Oleh: Rosita Budi Suryaningsih
Islam terus berkembang di negeri Cina. Setelah utusan sahabat Rasulullah, hubungan antara para pedagang yang berasal dari Arab membuat dakwah Islam semakin banyak.
Mereka yang berdagang melintasi jalur sutra, yaitu jalur darat dari Cina menuju dunia Barat, membuat masyarakat Cina yang disinggahinya mengenal Islam. Penyebaran Islam semakin meningkat ketika para pedagang ini juga menggunakan jalur laut melewati selat Malaka sebagai jalur perdagangannya.
Sekitar abad ke-15, imigran Cina Muslim yang sebagian besar berasal dari Guangzhou dan Fujian mendarat di nusantara. Mereka tinggal di Indonesia dengan mata pencaharian sebagai pedagang, bertani, dan sebagai tukang.
Muslim Tionghoa di nusantara ada yang berasal dari imigram Muslim asal Cina, lalu menetap di nusantara. Ada pula yang memeluk Islam karena interaksi antaretnis Tionghoa dengan penduduk setempat yang beragama Islam.

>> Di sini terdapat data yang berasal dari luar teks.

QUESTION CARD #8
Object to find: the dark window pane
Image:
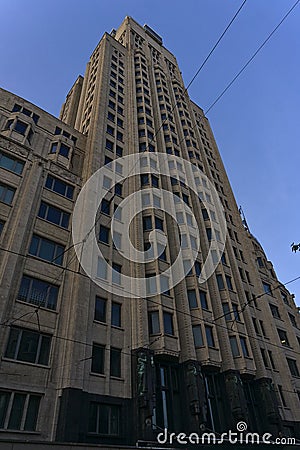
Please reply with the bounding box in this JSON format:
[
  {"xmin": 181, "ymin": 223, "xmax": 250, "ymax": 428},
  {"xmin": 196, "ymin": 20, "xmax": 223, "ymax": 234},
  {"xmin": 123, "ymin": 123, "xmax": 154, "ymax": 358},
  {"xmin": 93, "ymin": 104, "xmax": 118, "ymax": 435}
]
[
  {"xmin": 17, "ymin": 330, "xmax": 39, "ymax": 363},
  {"xmin": 94, "ymin": 297, "xmax": 106, "ymax": 322},
  {"xmin": 8, "ymin": 393, "xmax": 26, "ymax": 430},
  {"xmin": 110, "ymin": 348, "xmax": 121, "ymax": 377},
  {"xmin": 15, "ymin": 120, "xmax": 28, "ymax": 136},
  {"xmin": 38, "ymin": 336, "xmax": 51, "ymax": 366},
  {"xmin": 24, "ymin": 395, "xmax": 41, "ymax": 431},
  {"xmin": 91, "ymin": 344, "xmax": 105, "ymax": 373},
  {"xmin": 111, "ymin": 302, "xmax": 121, "ymax": 327},
  {"xmin": 163, "ymin": 312, "xmax": 174, "ymax": 335},
  {"xmin": 0, "ymin": 392, "xmax": 10, "ymax": 428}
]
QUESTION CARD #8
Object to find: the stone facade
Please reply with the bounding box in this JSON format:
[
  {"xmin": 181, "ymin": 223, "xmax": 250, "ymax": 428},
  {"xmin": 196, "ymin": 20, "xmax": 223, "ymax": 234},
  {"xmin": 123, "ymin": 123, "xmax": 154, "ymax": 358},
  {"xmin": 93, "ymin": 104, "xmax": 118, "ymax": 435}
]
[{"xmin": 0, "ymin": 17, "xmax": 300, "ymax": 446}]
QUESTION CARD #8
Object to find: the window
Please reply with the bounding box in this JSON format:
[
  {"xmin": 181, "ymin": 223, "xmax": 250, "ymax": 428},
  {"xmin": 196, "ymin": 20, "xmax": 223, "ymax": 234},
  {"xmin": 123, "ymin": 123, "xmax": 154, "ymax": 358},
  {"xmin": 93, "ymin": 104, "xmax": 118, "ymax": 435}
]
[
  {"xmin": 163, "ymin": 311, "xmax": 174, "ymax": 336},
  {"xmin": 222, "ymin": 303, "xmax": 231, "ymax": 322},
  {"xmin": 94, "ymin": 296, "xmax": 106, "ymax": 323},
  {"xmin": 225, "ymin": 275, "xmax": 233, "ymax": 291},
  {"xmin": 0, "ymin": 391, "xmax": 41, "ymax": 431},
  {"xmin": 18, "ymin": 275, "xmax": 58, "ymax": 309},
  {"xmin": 155, "ymin": 217, "xmax": 164, "ymax": 231},
  {"xmin": 105, "ymin": 139, "xmax": 114, "ymax": 151},
  {"xmin": 110, "ymin": 347, "xmax": 121, "ymax": 378},
  {"xmin": 257, "ymin": 256, "xmax": 264, "ymax": 268},
  {"xmin": 0, "ymin": 183, "xmax": 16, "ymax": 205},
  {"xmin": 268, "ymin": 350, "xmax": 276, "ymax": 370},
  {"xmin": 277, "ymin": 328, "xmax": 290, "ymax": 347},
  {"xmin": 116, "ymin": 145, "xmax": 123, "ymax": 156},
  {"xmin": 240, "ymin": 336, "xmax": 249, "ymax": 358},
  {"xmin": 99, "ymin": 225, "xmax": 109, "ymax": 244},
  {"xmin": 59, "ymin": 142, "xmax": 70, "ymax": 158},
  {"xmin": 0, "ymin": 151, "xmax": 24, "ymax": 175},
  {"xmin": 29, "ymin": 234, "xmax": 65, "ymax": 266},
  {"xmin": 111, "ymin": 302, "xmax": 121, "ymax": 327},
  {"xmin": 229, "ymin": 336, "xmax": 240, "ymax": 358},
  {"xmin": 91, "ymin": 343, "xmax": 105, "ymax": 374},
  {"xmin": 205, "ymin": 325, "xmax": 215, "ymax": 347},
  {"xmin": 112, "ymin": 263, "xmax": 122, "ymax": 284},
  {"xmin": 194, "ymin": 261, "xmax": 201, "ymax": 277},
  {"xmin": 88, "ymin": 402, "xmax": 120, "ymax": 436},
  {"xmin": 199, "ymin": 290, "xmax": 208, "ymax": 309},
  {"xmin": 14, "ymin": 120, "xmax": 28, "ymax": 136},
  {"xmin": 143, "ymin": 216, "xmax": 152, "ymax": 231},
  {"xmin": 148, "ymin": 311, "xmax": 160, "ymax": 334},
  {"xmin": 101, "ymin": 198, "xmax": 110, "ymax": 215},
  {"xmin": 5, "ymin": 327, "xmax": 51, "ymax": 366},
  {"xmin": 115, "ymin": 183, "xmax": 123, "ymax": 197},
  {"xmin": 187, "ymin": 289, "xmax": 198, "ymax": 309},
  {"xmin": 263, "ymin": 282, "xmax": 272, "ymax": 295},
  {"xmin": 270, "ymin": 303, "xmax": 281, "ymax": 319},
  {"xmin": 277, "ymin": 384, "xmax": 287, "ymax": 408},
  {"xmin": 217, "ymin": 275, "xmax": 225, "ymax": 290},
  {"xmin": 286, "ymin": 358, "xmax": 300, "ymax": 377},
  {"xmin": 192, "ymin": 325, "xmax": 204, "ymax": 347},
  {"xmin": 38, "ymin": 202, "xmax": 70, "ymax": 228},
  {"xmin": 45, "ymin": 175, "xmax": 74, "ymax": 200},
  {"xmin": 232, "ymin": 303, "xmax": 241, "ymax": 322},
  {"xmin": 289, "ymin": 313, "xmax": 298, "ymax": 328}
]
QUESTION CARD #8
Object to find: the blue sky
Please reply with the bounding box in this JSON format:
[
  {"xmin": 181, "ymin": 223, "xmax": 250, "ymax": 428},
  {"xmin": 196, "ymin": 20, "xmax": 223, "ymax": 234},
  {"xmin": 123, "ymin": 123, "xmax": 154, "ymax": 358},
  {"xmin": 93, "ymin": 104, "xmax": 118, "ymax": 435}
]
[{"xmin": 0, "ymin": 0, "xmax": 300, "ymax": 305}]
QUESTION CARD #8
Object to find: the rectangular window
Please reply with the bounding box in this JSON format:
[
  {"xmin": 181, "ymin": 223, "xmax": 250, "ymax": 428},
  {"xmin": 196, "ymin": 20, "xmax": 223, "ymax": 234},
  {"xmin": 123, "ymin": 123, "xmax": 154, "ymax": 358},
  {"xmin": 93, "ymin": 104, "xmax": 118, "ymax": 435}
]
[
  {"xmin": 115, "ymin": 183, "xmax": 123, "ymax": 197},
  {"xmin": 263, "ymin": 282, "xmax": 272, "ymax": 295},
  {"xmin": 0, "ymin": 391, "xmax": 41, "ymax": 431},
  {"xmin": 99, "ymin": 225, "xmax": 109, "ymax": 244},
  {"xmin": 100, "ymin": 198, "xmax": 110, "ymax": 215},
  {"xmin": 148, "ymin": 311, "xmax": 160, "ymax": 334},
  {"xmin": 88, "ymin": 402, "xmax": 120, "ymax": 436},
  {"xmin": 0, "ymin": 183, "xmax": 16, "ymax": 205},
  {"xmin": 112, "ymin": 263, "xmax": 122, "ymax": 284},
  {"xmin": 229, "ymin": 336, "xmax": 240, "ymax": 358},
  {"xmin": 29, "ymin": 234, "xmax": 65, "ymax": 266},
  {"xmin": 187, "ymin": 289, "xmax": 198, "ymax": 309},
  {"xmin": 143, "ymin": 216, "xmax": 152, "ymax": 231},
  {"xmin": 269, "ymin": 303, "xmax": 281, "ymax": 319},
  {"xmin": 163, "ymin": 311, "xmax": 174, "ymax": 336},
  {"xmin": 205, "ymin": 325, "xmax": 215, "ymax": 347},
  {"xmin": 222, "ymin": 303, "xmax": 231, "ymax": 322},
  {"xmin": 199, "ymin": 289, "xmax": 208, "ymax": 309},
  {"xmin": 225, "ymin": 275, "xmax": 233, "ymax": 291},
  {"xmin": 232, "ymin": 303, "xmax": 241, "ymax": 322},
  {"xmin": 217, "ymin": 275, "xmax": 225, "ymax": 291},
  {"xmin": 91, "ymin": 343, "xmax": 105, "ymax": 374},
  {"xmin": 5, "ymin": 327, "xmax": 51, "ymax": 366},
  {"xmin": 277, "ymin": 328, "xmax": 290, "ymax": 347},
  {"xmin": 0, "ymin": 151, "xmax": 24, "ymax": 175},
  {"xmin": 286, "ymin": 358, "xmax": 300, "ymax": 377},
  {"xmin": 111, "ymin": 302, "xmax": 121, "ymax": 327},
  {"xmin": 154, "ymin": 217, "xmax": 164, "ymax": 231},
  {"xmin": 17, "ymin": 275, "xmax": 58, "ymax": 309},
  {"xmin": 192, "ymin": 325, "xmax": 204, "ymax": 347},
  {"xmin": 289, "ymin": 313, "xmax": 298, "ymax": 328},
  {"xmin": 38, "ymin": 202, "xmax": 70, "ymax": 228},
  {"xmin": 45, "ymin": 175, "xmax": 74, "ymax": 200},
  {"xmin": 240, "ymin": 336, "xmax": 249, "ymax": 357},
  {"xmin": 94, "ymin": 296, "xmax": 106, "ymax": 323},
  {"xmin": 110, "ymin": 347, "xmax": 121, "ymax": 378}
]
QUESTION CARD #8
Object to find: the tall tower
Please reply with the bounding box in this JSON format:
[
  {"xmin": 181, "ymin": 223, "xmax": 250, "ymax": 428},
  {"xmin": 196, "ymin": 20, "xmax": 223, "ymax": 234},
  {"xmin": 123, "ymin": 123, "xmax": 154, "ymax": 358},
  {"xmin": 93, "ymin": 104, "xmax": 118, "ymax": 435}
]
[{"xmin": 0, "ymin": 17, "xmax": 300, "ymax": 445}]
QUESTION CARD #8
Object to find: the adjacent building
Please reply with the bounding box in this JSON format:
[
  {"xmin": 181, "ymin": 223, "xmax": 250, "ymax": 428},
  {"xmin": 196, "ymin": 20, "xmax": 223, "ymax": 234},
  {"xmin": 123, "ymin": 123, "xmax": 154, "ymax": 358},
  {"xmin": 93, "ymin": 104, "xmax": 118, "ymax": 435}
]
[{"xmin": 0, "ymin": 17, "xmax": 300, "ymax": 445}]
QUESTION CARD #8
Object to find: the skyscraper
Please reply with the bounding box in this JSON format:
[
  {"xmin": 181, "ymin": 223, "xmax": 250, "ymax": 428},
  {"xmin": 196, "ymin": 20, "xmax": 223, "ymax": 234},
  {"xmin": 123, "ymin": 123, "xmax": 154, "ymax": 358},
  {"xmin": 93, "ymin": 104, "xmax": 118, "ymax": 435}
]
[{"xmin": 0, "ymin": 17, "xmax": 300, "ymax": 445}]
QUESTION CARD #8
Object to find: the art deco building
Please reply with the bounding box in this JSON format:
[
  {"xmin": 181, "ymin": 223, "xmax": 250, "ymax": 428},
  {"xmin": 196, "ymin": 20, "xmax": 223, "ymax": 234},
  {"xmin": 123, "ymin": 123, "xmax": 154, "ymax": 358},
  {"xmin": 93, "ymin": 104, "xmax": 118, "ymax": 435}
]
[{"xmin": 0, "ymin": 17, "xmax": 300, "ymax": 446}]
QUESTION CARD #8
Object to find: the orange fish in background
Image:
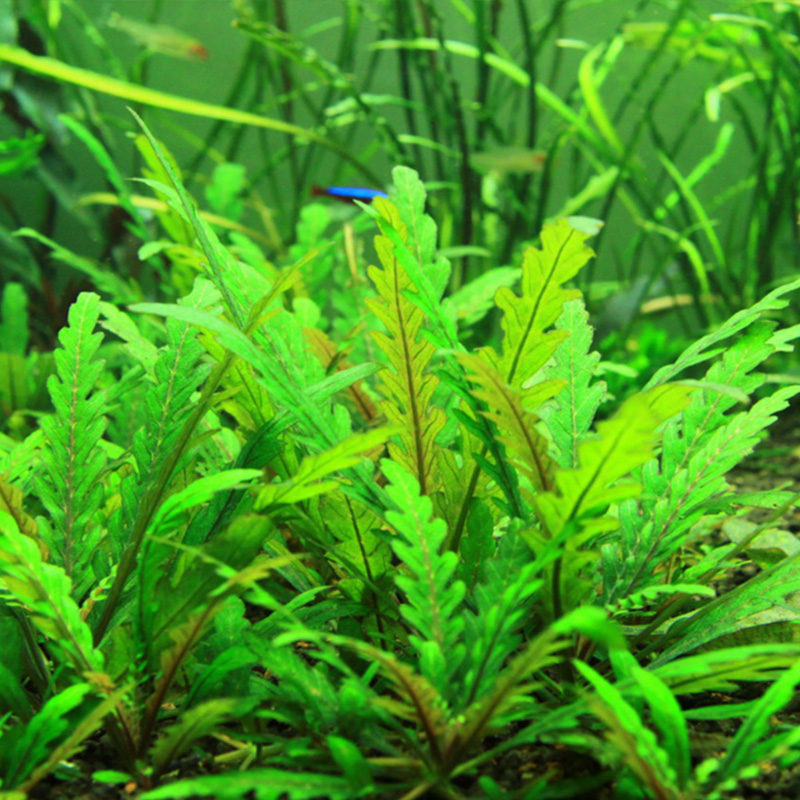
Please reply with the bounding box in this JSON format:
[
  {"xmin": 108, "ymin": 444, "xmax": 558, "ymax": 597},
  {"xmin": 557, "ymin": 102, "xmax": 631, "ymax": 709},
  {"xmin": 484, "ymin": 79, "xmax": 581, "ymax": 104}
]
[{"xmin": 108, "ymin": 11, "xmax": 208, "ymax": 61}]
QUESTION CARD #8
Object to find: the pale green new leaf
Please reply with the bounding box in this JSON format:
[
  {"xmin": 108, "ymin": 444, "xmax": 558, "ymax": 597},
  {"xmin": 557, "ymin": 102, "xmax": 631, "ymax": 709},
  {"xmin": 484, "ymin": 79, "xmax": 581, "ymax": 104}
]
[
  {"xmin": 367, "ymin": 198, "xmax": 445, "ymax": 494},
  {"xmin": 541, "ymin": 300, "xmax": 606, "ymax": 467},
  {"xmin": 381, "ymin": 459, "xmax": 465, "ymax": 698},
  {"xmin": 535, "ymin": 385, "xmax": 691, "ymax": 538},
  {"xmin": 0, "ymin": 511, "xmax": 103, "ymax": 674},
  {"xmin": 487, "ymin": 219, "xmax": 594, "ymax": 388}
]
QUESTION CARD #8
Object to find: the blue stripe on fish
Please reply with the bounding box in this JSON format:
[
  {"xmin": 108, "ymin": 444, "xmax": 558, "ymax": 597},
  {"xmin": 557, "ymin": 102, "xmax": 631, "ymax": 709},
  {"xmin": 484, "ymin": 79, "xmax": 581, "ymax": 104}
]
[{"xmin": 311, "ymin": 186, "xmax": 389, "ymax": 202}]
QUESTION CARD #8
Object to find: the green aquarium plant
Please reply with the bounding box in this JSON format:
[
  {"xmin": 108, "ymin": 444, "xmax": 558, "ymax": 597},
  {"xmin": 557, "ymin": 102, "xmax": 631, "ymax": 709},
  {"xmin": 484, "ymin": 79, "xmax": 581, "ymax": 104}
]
[
  {"xmin": 0, "ymin": 0, "xmax": 800, "ymax": 346},
  {"xmin": 0, "ymin": 108, "xmax": 800, "ymax": 800}
]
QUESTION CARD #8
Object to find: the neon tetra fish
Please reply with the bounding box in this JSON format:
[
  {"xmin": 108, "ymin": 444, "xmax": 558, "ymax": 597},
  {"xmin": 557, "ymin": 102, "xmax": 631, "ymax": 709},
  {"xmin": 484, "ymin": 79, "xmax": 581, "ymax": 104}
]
[
  {"xmin": 108, "ymin": 11, "xmax": 208, "ymax": 61},
  {"xmin": 311, "ymin": 186, "xmax": 389, "ymax": 203}
]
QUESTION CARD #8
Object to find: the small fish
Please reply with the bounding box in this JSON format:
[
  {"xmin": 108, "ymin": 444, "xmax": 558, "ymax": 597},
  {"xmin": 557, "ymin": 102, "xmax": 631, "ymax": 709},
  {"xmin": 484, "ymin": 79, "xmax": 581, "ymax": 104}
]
[
  {"xmin": 311, "ymin": 186, "xmax": 389, "ymax": 203},
  {"xmin": 108, "ymin": 11, "xmax": 208, "ymax": 61},
  {"xmin": 469, "ymin": 147, "xmax": 545, "ymax": 173}
]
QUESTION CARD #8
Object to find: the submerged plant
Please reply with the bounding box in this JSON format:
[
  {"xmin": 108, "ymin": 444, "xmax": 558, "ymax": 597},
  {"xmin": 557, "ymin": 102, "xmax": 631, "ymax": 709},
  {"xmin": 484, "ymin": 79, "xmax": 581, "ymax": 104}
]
[{"xmin": 0, "ymin": 114, "xmax": 800, "ymax": 800}]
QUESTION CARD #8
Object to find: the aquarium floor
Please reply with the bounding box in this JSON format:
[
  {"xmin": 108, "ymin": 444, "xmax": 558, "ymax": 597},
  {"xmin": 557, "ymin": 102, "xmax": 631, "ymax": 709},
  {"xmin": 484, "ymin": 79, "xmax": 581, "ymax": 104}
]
[{"xmin": 30, "ymin": 410, "xmax": 800, "ymax": 800}]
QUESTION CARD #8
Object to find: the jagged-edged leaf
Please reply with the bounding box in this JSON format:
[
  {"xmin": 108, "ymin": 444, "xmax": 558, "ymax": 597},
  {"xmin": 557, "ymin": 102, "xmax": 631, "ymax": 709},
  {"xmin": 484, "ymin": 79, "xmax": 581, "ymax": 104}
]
[
  {"xmin": 318, "ymin": 493, "xmax": 392, "ymax": 613},
  {"xmin": 0, "ymin": 683, "xmax": 92, "ymax": 789},
  {"xmin": 603, "ymin": 321, "xmax": 800, "ymax": 600},
  {"xmin": 257, "ymin": 428, "xmax": 393, "ymax": 508},
  {"xmin": 490, "ymin": 219, "xmax": 594, "ymax": 388},
  {"xmin": 100, "ymin": 302, "xmax": 158, "ymax": 379},
  {"xmin": 0, "ymin": 511, "xmax": 103, "ymax": 673},
  {"xmin": 535, "ymin": 385, "xmax": 691, "ymax": 538},
  {"xmin": 36, "ymin": 292, "xmax": 106, "ymax": 594},
  {"xmin": 367, "ymin": 199, "xmax": 445, "ymax": 494},
  {"xmin": 133, "ymin": 303, "xmax": 388, "ymax": 502},
  {"xmin": 458, "ymin": 353, "xmax": 563, "ymax": 492},
  {"xmin": 541, "ymin": 300, "xmax": 606, "ymax": 468},
  {"xmin": 381, "ymin": 460, "xmax": 465, "ymax": 696},
  {"xmin": 363, "ymin": 167, "xmax": 464, "ymax": 350},
  {"xmin": 111, "ymin": 281, "xmax": 218, "ymax": 556},
  {"xmin": 0, "ymin": 478, "xmax": 39, "ymax": 556}
]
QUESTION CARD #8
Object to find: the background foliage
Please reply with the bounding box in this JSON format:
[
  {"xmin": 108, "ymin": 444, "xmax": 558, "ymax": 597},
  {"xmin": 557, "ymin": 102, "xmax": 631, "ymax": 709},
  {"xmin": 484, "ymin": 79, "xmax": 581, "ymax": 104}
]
[{"xmin": 0, "ymin": 0, "xmax": 800, "ymax": 800}]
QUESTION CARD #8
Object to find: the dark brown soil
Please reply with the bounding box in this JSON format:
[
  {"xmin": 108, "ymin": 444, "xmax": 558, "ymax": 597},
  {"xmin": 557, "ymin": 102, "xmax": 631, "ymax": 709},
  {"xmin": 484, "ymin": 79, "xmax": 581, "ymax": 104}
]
[{"xmin": 25, "ymin": 413, "xmax": 800, "ymax": 800}]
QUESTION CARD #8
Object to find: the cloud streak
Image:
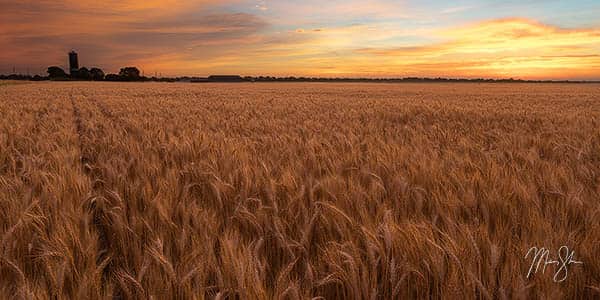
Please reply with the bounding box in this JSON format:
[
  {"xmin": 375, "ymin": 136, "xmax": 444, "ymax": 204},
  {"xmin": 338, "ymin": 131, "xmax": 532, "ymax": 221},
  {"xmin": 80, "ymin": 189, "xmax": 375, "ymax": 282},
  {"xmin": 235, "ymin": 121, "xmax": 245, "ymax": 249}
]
[{"xmin": 0, "ymin": 0, "xmax": 600, "ymax": 79}]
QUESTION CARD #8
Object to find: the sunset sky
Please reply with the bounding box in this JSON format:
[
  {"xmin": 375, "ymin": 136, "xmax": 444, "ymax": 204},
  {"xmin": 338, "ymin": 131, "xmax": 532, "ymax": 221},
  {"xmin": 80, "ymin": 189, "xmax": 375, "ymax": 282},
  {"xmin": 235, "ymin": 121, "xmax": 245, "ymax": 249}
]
[{"xmin": 0, "ymin": 0, "xmax": 600, "ymax": 80}]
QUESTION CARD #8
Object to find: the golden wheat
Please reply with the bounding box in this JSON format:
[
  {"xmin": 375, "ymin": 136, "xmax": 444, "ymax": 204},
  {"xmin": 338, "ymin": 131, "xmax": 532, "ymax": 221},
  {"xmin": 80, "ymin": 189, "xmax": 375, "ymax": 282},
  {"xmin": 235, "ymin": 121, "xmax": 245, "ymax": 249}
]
[{"xmin": 0, "ymin": 83, "xmax": 600, "ymax": 299}]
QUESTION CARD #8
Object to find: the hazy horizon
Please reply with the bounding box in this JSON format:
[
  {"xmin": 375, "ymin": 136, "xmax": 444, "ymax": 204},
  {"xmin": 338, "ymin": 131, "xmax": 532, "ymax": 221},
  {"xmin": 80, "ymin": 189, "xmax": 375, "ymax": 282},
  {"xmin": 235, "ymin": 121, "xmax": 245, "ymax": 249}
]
[{"xmin": 0, "ymin": 0, "xmax": 600, "ymax": 80}]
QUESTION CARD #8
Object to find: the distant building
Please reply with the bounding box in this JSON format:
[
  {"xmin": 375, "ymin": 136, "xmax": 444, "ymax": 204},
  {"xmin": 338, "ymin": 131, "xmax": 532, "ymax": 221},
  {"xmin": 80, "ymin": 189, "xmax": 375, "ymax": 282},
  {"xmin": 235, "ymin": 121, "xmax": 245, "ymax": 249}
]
[{"xmin": 69, "ymin": 50, "xmax": 79, "ymax": 75}]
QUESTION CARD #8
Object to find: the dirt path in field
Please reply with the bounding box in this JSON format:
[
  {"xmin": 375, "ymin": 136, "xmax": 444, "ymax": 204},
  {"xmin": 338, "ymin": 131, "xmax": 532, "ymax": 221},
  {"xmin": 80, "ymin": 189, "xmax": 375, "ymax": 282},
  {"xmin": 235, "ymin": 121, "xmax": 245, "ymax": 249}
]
[{"xmin": 71, "ymin": 97, "xmax": 134, "ymax": 299}]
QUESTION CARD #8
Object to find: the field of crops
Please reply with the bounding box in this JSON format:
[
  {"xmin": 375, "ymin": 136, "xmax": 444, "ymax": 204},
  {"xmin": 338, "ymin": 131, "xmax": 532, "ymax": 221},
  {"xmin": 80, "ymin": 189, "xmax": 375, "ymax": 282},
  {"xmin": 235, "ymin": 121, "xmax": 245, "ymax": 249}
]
[{"xmin": 0, "ymin": 82, "xmax": 600, "ymax": 299}]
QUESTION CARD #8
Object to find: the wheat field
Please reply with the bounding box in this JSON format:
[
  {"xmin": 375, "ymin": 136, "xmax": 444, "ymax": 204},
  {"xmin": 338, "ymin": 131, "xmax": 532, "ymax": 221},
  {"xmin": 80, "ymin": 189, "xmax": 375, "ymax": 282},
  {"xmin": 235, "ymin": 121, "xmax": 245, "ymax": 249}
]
[{"xmin": 0, "ymin": 82, "xmax": 600, "ymax": 299}]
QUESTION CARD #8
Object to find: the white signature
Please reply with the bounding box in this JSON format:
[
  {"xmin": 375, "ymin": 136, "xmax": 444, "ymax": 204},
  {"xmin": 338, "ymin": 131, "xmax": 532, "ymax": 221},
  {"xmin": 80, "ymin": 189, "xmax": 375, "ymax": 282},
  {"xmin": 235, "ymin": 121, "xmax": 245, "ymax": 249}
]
[{"xmin": 525, "ymin": 246, "xmax": 583, "ymax": 282}]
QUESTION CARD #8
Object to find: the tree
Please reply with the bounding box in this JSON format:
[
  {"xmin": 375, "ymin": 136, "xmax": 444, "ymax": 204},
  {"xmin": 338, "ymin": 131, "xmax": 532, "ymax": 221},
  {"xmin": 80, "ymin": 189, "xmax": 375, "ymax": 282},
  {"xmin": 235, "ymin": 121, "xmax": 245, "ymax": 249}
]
[
  {"xmin": 90, "ymin": 68, "xmax": 104, "ymax": 81},
  {"xmin": 119, "ymin": 67, "xmax": 140, "ymax": 81},
  {"xmin": 47, "ymin": 66, "xmax": 68, "ymax": 79}
]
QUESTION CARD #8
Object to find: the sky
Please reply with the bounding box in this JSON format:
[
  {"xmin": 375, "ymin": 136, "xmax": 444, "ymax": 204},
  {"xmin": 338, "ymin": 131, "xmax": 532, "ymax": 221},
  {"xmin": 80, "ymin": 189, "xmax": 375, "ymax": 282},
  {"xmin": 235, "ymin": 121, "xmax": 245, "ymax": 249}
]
[{"xmin": 0, "ymin": 0, "xmax": 600, "ymax": 80}]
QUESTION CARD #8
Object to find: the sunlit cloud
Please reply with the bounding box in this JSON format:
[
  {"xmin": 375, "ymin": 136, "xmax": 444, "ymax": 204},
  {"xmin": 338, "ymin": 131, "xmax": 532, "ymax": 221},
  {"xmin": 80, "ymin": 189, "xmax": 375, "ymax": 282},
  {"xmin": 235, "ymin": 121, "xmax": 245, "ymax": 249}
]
[{"xmin": 0, "ymin": 0, "xmax": 600, "ymax": 79}]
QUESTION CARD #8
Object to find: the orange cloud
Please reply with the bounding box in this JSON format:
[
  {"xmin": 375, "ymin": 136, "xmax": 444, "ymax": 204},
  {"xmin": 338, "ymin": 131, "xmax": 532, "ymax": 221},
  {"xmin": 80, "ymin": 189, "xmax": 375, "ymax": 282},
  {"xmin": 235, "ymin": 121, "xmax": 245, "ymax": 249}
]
[{"xmin": 357, "ymin": 19, "xmax": 600, "ymax": 78}]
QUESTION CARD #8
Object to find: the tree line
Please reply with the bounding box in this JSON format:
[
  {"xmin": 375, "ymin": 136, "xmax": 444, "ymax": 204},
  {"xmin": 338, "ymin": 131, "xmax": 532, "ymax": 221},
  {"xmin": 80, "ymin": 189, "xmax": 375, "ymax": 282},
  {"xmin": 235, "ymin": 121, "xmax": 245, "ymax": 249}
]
[{"xmin": 47, "ymin": 66, "xmax": 143, "ymax": 81}]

Kedatangan imigran Muslim Tionghoa ke nusantara, yakni sebelum dan pada zaman kerajaan-kerajaan di Nusantara, secara individu.
Pada masa inilah para imigran Cina (Tionghoa) Muslim menyebarkan ajaran agama Islam secara tidak langsung. Disebut tidak langsung karena sebenarnya tujuan mereka datang ke nusantara adalah untuk meningkatkan taraf kehidupan ekonomi mereka, bukan tujuan menyampaikan Islam atau berdakwah.
Namun, karena Muslim, mereka pun secara tak langsung memengaruhi perilaku penduduk di sekitarnya, mengenalkan Islam dan ibadah dalam kesehariannya.
Meski kedatangan etnis Tionghoa Muslim tidak untuk berdakwah, keberadaan mereka mempunyai dampak dalam perkembangan dakwah. Salah satunya karena proses asimilasi, perkawinan dengan penduduk setempat yang kemudian menjadikan mereka Muslim.
Beberapa daerah yang menjadi tujuan para imigran Tionghoa Muslim, di antaranya Sambas, Lasem, Palembang, Banten, Jepara, Tuban, Gresik, dan Surabaya. Jejak-jejak mereka berupa peninggalan masjid dan bangunan lainnya masih bisa kita temui.